Archaeologists
of the CHTO should participate in the study projects and
oversee construction of the Karun-4 Dam, said Yahya
Rowhani.
The
dam is currently being constructed on the Karun River,
four kilometers from where the Bazoft and Armaneh rivers
meet on the border of Chahar-Mahal-o Bakhtiari and
Khuzestan provinces.
The
feasibility studies began in the 1960s and construction
started in June 2003; some parts of its power plant have
also been installed and the dam will become operational by
2008, Rowhani said.
The
CHTO is studying the case in order to send teams of
archaeologists to the region, he added.
Meanwhile,
Ja’far Mehrkian, the head of the archaeological team
tasked with saving the cultural heritage at the ancient
site of Izeh in Khuzestan Province, which is threatened by
the rising waters of the reservoir of the Karun-3 Dam,
said their operations in the Mord Bajul region have been
interrupted due to lack of funding. The Karun-3 Dam became
operational on November 8, 2004.
The
team of archaeologists had already identified 18 sites
from the Epipaleolithic period (20,000-10,000 BCE),
including 13 caves and four rock shelters in the region.

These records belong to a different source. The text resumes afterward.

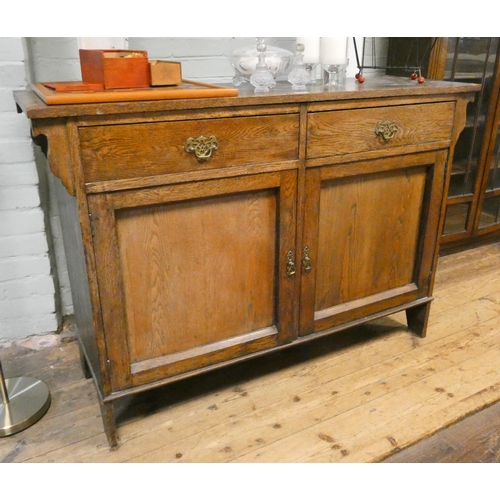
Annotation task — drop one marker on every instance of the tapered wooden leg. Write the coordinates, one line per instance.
(109, 421)
(85, 366)
(417, 318)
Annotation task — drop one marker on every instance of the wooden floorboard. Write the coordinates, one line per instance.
(375, 393)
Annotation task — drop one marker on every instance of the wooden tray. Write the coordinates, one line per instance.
(186, 90)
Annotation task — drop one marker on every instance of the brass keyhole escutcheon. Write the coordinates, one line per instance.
(306, 259)
(386, 130)
(202, 147)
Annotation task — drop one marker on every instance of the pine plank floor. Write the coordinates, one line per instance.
(375, 393)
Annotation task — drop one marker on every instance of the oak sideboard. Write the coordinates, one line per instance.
(200, 232)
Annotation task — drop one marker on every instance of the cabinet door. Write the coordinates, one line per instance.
(369, 235)
(194, 274)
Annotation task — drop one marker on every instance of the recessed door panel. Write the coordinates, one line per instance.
(368, 229)
(197, 272)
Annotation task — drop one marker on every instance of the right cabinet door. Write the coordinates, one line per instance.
(369, 235)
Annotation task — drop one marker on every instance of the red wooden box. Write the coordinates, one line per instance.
(115, 69)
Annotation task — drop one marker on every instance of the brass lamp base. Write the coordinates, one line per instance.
(27, 401)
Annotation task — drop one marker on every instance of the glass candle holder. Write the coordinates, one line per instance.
(262, 79)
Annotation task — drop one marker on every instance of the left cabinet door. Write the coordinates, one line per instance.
(194, 274)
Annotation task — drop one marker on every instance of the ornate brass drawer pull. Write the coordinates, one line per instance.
(290, 264)
(306, 259)
(202, 147)
(386, 130)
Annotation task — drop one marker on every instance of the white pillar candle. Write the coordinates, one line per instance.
(311, 49)
(333, 50)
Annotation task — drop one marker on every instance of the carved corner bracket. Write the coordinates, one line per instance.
(52, 137)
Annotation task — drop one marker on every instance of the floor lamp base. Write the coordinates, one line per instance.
(28, 401)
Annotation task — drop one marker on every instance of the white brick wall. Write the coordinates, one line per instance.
(27, 292)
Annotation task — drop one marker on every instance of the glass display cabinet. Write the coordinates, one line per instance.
(473, 203)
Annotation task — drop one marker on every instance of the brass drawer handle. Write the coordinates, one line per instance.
(306, 259)
(386, 130)
(202, 147)
(290, 264)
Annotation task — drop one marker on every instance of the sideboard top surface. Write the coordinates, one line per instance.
(373, 88)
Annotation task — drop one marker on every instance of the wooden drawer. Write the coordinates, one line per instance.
(125, 151)
(334, 133)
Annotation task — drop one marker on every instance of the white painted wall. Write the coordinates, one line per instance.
(27, 287)
(34, 286)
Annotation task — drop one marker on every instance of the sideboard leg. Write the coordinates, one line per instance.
(417, 318)
(109, 422)
(85, 366)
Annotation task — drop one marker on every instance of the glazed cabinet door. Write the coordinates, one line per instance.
(369, 235)
(194, 274)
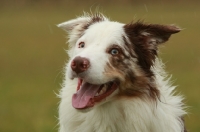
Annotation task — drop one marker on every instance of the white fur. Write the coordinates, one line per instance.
(121, 114)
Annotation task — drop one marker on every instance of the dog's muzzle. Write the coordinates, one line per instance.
(80, 64)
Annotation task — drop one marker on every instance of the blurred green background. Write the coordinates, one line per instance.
(32, 54)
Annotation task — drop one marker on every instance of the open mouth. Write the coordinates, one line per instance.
(88, 94)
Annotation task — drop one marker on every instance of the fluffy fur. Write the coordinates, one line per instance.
(124, 56)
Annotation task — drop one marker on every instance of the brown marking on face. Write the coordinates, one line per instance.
(94, 19)
(145, 38)
(123, 69)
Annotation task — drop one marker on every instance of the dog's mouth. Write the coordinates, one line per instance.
(88, 94)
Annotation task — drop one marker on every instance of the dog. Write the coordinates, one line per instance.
(114, 80)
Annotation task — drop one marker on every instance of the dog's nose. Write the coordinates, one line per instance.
(80, 64)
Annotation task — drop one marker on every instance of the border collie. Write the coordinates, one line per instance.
(114, 81)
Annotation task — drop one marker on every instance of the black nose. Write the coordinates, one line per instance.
(80, 64)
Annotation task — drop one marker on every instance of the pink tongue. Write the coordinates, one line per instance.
(82, 99)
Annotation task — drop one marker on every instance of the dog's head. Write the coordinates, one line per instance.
(111, 59)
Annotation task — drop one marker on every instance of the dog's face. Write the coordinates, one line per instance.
(111, 59)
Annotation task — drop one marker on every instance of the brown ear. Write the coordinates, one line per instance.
(145, 38)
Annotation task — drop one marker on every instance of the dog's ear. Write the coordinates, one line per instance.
(145, 38)
(151, 33)
(74, 24)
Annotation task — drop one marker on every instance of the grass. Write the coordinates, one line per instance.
(32, 57)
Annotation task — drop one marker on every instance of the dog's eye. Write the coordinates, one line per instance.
(81, 45)
(114, 51)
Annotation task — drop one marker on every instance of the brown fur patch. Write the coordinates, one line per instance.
(123, 69)
(94, 19)
(144, 40)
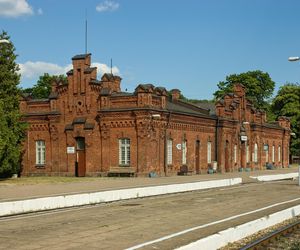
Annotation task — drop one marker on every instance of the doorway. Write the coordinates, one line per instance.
(197, 157)
(80, 157)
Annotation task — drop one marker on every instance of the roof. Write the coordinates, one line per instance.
(81, 56)
(89, 69)
(53, 95)
(179, 107)
(110, 77)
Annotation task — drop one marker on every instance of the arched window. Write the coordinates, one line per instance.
(267, 152)
(124, 151)
(255, 152)
(184, 150)
(40, 152)
(208, 152)
(169, 151)
(235, 153)
(247, 153)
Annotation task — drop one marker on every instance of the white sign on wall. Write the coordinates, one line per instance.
(70, 150)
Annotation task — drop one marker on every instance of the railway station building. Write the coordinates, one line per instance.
(90, 127)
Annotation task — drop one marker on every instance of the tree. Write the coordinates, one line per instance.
(287, 103)
(12, 131)
(259, 87)
(42, 88)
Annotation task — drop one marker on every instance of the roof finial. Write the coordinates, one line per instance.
(111, 65)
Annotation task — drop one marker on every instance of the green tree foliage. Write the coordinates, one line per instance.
(42, 88)
(12, 131)
(287, 103)
(259, 87)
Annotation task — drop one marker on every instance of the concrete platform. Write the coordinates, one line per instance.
(11, 192)
(52, 196)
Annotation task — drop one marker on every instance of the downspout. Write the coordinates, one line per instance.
(216, 140)
(165, 146)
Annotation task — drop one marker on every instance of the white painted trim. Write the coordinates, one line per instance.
(207, 225)
(48, 203)
(224, 237)
(275, 177)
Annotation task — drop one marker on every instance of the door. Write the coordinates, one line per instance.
(197, 157)
(80, 157)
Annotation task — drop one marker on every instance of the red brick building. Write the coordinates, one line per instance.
(89, 127)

The river valley also has a large number of rock-carved
reliefs, graves, ancient caves and other remains from the
Elamite era (2700 BCE-645 BCE), many of which are now
underwater.
Four
other dams, all in advanced stages of construction, have
been identified as threatening Iran’s ancient sites.
Several
months ago, the Gilan Cultural Heritage and Tourism
Department announced that 16 historic sites would be
submerged by a dam that is to be constructed on the
Pol-Rud River near the city of Rudsar in Gilan Province.
In
addition, construction of the Sivand Dam has begun in the
region of Teng-e Bolaghi, four kilometers from Pasargadae,
the ancient capital of the Achaemenids. The dam is
scheduled to be completed by March 21, 2005 and afterwards
a part of the ancient city will be buried under tons of
mud from the Polvar River. Pasargadae was registered on
UNESCO’s World Heritage List last July.
Archaeologists
have also said that the Gilan-e Gharb Dam is threatening a
number of ancient sites dating back to the first
millennium BCE in Iran’s western province of Kermanshah.
Over
ten ancient sites, some from the fifth millennium BCE,
near Hashtrud in East Azerbaijan Province are to be
submerged by the Sahand Dam, which will become operational
next year.
It
seems that there is an iron will to destroy every trace of
the country’s pre-Islamic Iranian cultural heritage, through dam construction
projects, which the regime in Tehran, claims they are a seminal part of the
process of industrialisation and modernisation and
regularly hyped by some government organisations.